Stop for a second and think about how many people on earth might have your exact name.  Where do they live? What do they do for a living?  Are they well known?  Young? Old? Good? Bad? Criminal?

Say your name is Jane Googleydaski and you’ve just applied for a job.  Your potential employer decides to Google your name, and clicks on the first result that they see.  It turns out theirs another Jane Googleydaski living in the same state as you, and they’re a racist bunny rabbit killer.  What’s worse is that they own the domain name JaneGoogleydaski.com, and they run a website broadcasting their racist bunny rabbit killing ways.
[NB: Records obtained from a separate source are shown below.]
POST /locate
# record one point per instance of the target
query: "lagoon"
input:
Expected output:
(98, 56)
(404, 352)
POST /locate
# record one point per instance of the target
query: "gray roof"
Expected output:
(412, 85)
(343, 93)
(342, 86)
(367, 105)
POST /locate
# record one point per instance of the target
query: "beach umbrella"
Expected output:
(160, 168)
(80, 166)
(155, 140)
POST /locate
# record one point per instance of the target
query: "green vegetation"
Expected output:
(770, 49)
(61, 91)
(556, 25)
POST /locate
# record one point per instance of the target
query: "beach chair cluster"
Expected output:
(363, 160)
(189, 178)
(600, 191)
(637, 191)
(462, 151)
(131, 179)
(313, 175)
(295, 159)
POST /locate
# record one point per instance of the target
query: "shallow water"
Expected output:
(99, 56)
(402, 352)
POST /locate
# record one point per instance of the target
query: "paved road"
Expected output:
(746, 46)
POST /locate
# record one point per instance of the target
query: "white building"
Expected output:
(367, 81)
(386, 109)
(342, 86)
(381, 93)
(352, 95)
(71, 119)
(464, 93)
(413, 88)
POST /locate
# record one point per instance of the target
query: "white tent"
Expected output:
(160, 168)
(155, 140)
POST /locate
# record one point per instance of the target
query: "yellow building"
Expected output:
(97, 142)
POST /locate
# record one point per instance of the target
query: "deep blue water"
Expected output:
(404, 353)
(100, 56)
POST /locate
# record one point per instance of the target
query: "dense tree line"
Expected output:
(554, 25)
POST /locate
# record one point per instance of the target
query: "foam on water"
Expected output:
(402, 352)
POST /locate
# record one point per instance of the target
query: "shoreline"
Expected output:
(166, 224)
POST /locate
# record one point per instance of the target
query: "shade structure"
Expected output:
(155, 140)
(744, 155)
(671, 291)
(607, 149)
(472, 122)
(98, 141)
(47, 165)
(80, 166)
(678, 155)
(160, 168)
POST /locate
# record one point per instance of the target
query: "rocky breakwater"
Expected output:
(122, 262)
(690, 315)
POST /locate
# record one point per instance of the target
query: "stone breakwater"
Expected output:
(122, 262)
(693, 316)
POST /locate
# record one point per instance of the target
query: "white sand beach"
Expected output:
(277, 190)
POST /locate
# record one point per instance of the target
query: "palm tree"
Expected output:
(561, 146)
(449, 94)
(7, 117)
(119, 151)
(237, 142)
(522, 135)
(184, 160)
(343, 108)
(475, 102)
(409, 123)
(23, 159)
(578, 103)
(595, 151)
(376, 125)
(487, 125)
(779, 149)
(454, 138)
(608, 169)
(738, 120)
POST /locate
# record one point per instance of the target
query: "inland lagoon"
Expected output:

The boss doesn’t know that this isn’t the good Jane who applied for the job, and there’s a good chance her resume has now gone from the candidate pile to the paper shredder.

Unfortunately, since the good Jane Googledaski never though to own her domain name, the bad Jane beat her to it, and now anybody who wants to look her up is going to think she’s the racist bunny rabbit killer. 

You can prevent this tragedy from happening to you by going to a domain registrar like GoDaddy or 1and1 and purchasing yourname.com.  It’s cheap – between $6.99 and $8.99 a year, and easy to set up.

What do you do from there?  It all depends on what you want to do with your life.  The idea is to market yourself, and to control the first bits of information somebody finds when they search for you.  If you want to become a lawyer, just put up your resume.  If you want to be a professional photographer, display your photography.  If you handyman looking for work, list your abilities and give people a way to contact you.  But if you’re really stuck on what you’d put there, don’t sweat it.  At least you don’t have to worry about another person registering your domain name. You now own it.